TEA FOR ONE

まぁお茶でも飲みながら気ままに、好きなことを、すこ~しネタバレしながら、のんびりと………。

「豹〈ジャガー〉は走った」*西村潔監督作品

豹は走った

監督:西村潔
脚本:石松愛弘、長野洋
音楽:佐藤充彦
演奏:宮間利之&ニュー・ハード
出演:加山雄三、田宮二郎、加賀まりこ、高橋長英、中村伸郎、神山繁

☆☆☆★ 1970年/東宝/95分

      ◆        ◆

 東宝ニュー・アクション映画の後期の作品で、加山雄三主演作品としては3作目。
 前2作、『狙撃』ではクールなスナイパー、『弾痕』では米諜報員を演じてきたが、今回は特命を受けた警視庁の警部。

    ☆    ☆

 東南アジアの某国でクーデターが起こり、国を脱出した大統領はアメリカ亡命のために日本に立ち寄る。クーデター派は、日本のアメリカ大使館での手続きの3日間の間に大統領の暗殺を画策。

 日本側は護衛として、警視庁警部で元オリンピックの射撃選手の戸田(加山雄三)に特命任務を与えた。それは「警察官の身分を一時剥奪し、暗殺者に対し先制攻撃で立ち向かう」ことだった。

 一方、大統領とビジネス関係にあり今回の国外脱出を工作した巨大商社の社長(中村伸郎)は、もう片方の手で革命側との取引のために大統領暗殺を仕組む。
 “死の商人”が選んだのが、国際的スナイパー九条(田宮二郎)。そして彼のコードネームが『ジャガー』。

 スイスから日本に舞い戻った黒豹のライフルと、鎖を解かれたシェパードのモーゼル。男と男の対決の時が迫る。

    ☆    ☆

 何と言っても、ピンクのシャツに黒のスタンドカラー・スーツで颯爽とした田宮二郎の、日本人にないスマートぶりに目を見張る。
 当時、この加山=田宮の対決は夢のような組み合わせだったはずが、どこかシャープさに欠けどてっとした感じの加山は、単に田宮を引き立てるだけの役になってしまったのが残念。

 そして田宮と同じように、日本人離れしたスタイルでふたりに絡むのが加賀まりこ。コシノ・ジュンコの衣装に身を包み、いい女っぷり満開です。
 彼女の役は中村伸郎の秘書。九条とは以前にも仕事をした仲で、日本に着いた黒豹に仕事の依頼とライフルとムスタングを渡す。久々の再会での会話がクールだ。

 加賀:しばらく、とも云わないのね。
 田宮:さよなら、とも云わない主義なのでね。

  ◇

 ハードボイルドなストーリーは、国際的な映画にしようとする試みもたくさん見られる。
 田宮の乗る車はムスタングで、加山は特別仕様のワーゲン・ビートルと後半にはオープンのアルファロメオ。空撮でアルファロメオの疾走を撮らえる画が格好いいです。
 九条のエピソードとして描かれる行きずりのロマンスでは、外国人女性を相手に田宮は全て英語で会話をする。
 ただし、このエピソードはストーリーの流れを止めかねない出来で、ラスト近くに田宮が吐くセンチメンタルな台詞のためだけにしてはあまりに陳腐だ。
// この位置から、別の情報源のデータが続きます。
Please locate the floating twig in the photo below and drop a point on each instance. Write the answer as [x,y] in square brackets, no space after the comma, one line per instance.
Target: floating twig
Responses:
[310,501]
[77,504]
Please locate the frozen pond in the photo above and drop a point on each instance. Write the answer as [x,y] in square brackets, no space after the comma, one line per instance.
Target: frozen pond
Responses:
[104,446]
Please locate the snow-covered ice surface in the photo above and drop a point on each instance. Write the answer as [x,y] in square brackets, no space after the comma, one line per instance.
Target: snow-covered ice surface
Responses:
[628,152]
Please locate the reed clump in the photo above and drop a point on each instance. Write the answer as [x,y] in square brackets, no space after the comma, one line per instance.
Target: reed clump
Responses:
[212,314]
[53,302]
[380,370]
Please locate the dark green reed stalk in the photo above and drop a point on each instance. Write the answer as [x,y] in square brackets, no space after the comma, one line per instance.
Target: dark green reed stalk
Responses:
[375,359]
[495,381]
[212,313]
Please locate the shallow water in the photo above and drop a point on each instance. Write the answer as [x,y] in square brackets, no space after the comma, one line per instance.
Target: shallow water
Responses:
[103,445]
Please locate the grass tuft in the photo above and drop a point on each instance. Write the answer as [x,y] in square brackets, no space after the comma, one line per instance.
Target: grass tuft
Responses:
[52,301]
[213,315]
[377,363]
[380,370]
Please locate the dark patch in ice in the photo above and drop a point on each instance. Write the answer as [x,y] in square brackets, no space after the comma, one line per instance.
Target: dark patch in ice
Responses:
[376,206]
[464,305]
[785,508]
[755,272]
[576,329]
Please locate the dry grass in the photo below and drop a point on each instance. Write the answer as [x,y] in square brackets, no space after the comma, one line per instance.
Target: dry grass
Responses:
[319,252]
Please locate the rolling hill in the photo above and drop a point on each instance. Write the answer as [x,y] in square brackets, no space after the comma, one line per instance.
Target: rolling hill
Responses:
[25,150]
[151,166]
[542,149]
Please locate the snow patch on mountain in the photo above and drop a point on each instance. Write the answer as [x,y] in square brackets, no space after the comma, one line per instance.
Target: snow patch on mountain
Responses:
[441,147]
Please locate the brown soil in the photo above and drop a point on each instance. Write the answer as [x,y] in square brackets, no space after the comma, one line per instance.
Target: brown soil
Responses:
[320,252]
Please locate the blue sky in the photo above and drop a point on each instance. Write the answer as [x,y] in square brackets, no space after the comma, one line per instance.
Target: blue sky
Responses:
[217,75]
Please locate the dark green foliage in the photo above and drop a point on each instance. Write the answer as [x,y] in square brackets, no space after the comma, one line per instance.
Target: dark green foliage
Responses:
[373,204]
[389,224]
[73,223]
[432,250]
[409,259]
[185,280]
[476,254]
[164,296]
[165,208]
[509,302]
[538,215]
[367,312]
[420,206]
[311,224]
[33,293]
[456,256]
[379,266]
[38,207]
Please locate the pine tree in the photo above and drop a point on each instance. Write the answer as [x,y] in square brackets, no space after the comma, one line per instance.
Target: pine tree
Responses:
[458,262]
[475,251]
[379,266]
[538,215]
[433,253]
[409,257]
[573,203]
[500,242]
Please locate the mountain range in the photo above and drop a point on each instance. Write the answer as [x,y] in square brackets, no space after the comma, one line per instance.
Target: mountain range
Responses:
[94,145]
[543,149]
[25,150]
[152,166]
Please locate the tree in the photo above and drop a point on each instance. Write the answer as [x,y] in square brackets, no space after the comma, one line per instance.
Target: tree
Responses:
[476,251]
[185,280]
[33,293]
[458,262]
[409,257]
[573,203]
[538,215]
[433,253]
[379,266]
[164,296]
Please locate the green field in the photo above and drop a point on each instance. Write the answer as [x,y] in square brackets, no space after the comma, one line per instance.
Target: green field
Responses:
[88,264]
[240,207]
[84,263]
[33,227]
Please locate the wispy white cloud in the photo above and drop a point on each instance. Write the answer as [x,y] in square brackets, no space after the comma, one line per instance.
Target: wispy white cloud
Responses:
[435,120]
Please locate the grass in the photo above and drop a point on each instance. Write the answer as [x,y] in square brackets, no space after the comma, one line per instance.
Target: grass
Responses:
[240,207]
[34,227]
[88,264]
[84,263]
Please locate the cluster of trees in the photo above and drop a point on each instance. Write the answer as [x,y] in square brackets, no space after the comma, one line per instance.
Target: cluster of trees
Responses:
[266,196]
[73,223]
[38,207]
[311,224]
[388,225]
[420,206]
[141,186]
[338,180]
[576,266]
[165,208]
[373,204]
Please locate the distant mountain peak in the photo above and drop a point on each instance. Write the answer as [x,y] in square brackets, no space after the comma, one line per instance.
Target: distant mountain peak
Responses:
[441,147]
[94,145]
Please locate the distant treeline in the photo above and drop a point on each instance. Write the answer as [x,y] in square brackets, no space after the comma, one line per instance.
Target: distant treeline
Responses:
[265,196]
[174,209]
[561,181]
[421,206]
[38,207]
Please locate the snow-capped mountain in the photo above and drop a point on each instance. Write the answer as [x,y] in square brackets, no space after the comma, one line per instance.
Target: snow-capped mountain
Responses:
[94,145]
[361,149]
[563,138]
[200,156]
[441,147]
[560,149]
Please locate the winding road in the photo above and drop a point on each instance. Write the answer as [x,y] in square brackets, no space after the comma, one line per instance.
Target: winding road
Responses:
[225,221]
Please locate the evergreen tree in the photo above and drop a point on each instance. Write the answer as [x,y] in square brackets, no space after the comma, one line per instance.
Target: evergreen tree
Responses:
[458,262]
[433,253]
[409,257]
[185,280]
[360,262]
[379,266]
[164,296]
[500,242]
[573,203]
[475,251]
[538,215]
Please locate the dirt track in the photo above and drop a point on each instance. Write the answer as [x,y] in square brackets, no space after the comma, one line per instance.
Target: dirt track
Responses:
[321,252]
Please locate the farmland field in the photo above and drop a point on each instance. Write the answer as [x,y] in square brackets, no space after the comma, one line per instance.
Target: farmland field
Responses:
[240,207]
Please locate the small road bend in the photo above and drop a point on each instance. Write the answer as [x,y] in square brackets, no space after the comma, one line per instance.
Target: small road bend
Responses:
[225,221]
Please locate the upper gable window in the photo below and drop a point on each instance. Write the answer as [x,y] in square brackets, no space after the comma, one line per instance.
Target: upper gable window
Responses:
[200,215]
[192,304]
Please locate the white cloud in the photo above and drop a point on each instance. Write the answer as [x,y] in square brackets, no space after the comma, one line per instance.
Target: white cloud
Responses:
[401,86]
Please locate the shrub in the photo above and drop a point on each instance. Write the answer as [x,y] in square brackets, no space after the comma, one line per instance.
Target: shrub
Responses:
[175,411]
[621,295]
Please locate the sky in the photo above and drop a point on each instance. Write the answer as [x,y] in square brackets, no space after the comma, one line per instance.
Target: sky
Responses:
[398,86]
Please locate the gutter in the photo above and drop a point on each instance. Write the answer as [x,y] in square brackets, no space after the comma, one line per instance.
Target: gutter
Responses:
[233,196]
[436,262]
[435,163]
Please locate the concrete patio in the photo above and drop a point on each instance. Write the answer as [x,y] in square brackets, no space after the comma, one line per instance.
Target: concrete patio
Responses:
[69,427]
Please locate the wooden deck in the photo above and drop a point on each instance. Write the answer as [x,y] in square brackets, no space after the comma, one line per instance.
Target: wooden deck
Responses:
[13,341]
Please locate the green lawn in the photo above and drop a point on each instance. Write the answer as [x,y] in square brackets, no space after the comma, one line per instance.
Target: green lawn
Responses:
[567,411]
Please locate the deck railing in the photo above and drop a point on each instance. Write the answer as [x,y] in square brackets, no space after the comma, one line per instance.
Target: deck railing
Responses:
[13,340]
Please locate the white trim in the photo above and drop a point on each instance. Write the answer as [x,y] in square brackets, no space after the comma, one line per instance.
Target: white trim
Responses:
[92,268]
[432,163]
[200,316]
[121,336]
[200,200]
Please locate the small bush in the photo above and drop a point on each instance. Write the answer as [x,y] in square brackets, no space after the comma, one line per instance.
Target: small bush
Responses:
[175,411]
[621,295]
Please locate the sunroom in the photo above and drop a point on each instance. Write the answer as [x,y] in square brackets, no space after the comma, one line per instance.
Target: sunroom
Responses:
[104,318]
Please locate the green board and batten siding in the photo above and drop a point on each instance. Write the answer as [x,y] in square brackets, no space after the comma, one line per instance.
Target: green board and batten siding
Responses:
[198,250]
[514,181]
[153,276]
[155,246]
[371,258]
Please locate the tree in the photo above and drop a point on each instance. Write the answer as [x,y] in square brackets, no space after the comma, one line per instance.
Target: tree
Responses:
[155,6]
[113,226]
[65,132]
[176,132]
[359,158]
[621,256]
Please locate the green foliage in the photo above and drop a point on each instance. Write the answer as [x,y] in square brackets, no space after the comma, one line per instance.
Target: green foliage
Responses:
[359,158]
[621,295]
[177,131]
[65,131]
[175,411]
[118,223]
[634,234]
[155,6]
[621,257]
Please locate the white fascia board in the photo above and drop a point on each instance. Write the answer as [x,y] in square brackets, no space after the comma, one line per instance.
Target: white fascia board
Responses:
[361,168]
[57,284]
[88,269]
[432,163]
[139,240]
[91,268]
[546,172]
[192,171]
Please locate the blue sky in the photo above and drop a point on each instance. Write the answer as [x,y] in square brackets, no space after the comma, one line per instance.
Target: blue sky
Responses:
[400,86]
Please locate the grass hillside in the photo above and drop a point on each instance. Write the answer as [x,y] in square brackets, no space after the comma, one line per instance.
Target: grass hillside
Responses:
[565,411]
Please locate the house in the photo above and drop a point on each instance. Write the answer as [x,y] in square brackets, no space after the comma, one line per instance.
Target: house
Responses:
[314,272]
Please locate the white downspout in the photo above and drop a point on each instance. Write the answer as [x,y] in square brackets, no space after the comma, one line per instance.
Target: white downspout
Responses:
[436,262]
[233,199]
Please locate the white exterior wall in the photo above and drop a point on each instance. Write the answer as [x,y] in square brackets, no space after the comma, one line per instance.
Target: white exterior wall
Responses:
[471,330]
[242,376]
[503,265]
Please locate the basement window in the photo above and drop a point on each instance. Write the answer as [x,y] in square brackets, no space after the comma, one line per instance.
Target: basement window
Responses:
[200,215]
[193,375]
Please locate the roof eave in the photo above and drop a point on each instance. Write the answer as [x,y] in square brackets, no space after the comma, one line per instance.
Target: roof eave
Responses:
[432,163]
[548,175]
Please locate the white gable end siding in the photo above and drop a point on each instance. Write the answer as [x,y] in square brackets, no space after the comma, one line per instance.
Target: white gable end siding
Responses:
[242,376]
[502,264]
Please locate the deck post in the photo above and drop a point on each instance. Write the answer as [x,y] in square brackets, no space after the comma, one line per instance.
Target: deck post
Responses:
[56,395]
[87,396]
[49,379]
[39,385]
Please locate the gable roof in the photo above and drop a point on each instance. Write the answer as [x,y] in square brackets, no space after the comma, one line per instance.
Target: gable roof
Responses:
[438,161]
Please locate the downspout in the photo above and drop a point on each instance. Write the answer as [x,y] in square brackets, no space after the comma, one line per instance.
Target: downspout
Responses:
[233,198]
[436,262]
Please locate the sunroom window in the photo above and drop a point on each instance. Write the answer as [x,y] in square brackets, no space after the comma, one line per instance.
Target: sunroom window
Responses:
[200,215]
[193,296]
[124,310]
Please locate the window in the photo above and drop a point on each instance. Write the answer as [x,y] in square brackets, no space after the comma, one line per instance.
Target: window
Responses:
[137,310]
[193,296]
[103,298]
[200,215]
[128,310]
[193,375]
 銃器庫での加山と担当官とのスナイパーに対抗するための武器選びは、ハードボイルドには欠かせないやりとりで、モーゼル銃にはショルダーストックが付けられ千メートルまで射程距離が伸ばせるとか、ワルサーにサイレンサーを装着するとパワーが落ちるとか、ニヤリとさせられる。

 大統領の滞在最終日、横田基地へ向かう一行を待ち受ける黒豹。そして追う猟犬。一触即発のなか、なんとか大統領は米軍基地のフェンスの向こう側に辿り着き、暗殺計画は終わる。
 しかし、男と男のプロの勝負は終わっていなかった。
 廃墟となった飛行機の格納庫での対決は、西部劇のように砂塵が舞い、舞台として最高。ただ、何かピリっとしないのがこの頃の日本映画の野暮ったさなのか、少し残念。

 対決前の男たちを見て加賀が呟く。
 「素敵ね、おとこって。ゲームは終わったのに、あのふたり………」

    ◆    ◆

 タイトルに名前はないが、外国人クラブのシーンに黒沢年男がワンカット出演している。これは、西村潔監督が同年製作した『白昼の襲撃』の外国人クラブを任された修(黒沢)としてのカメオ出演だろう。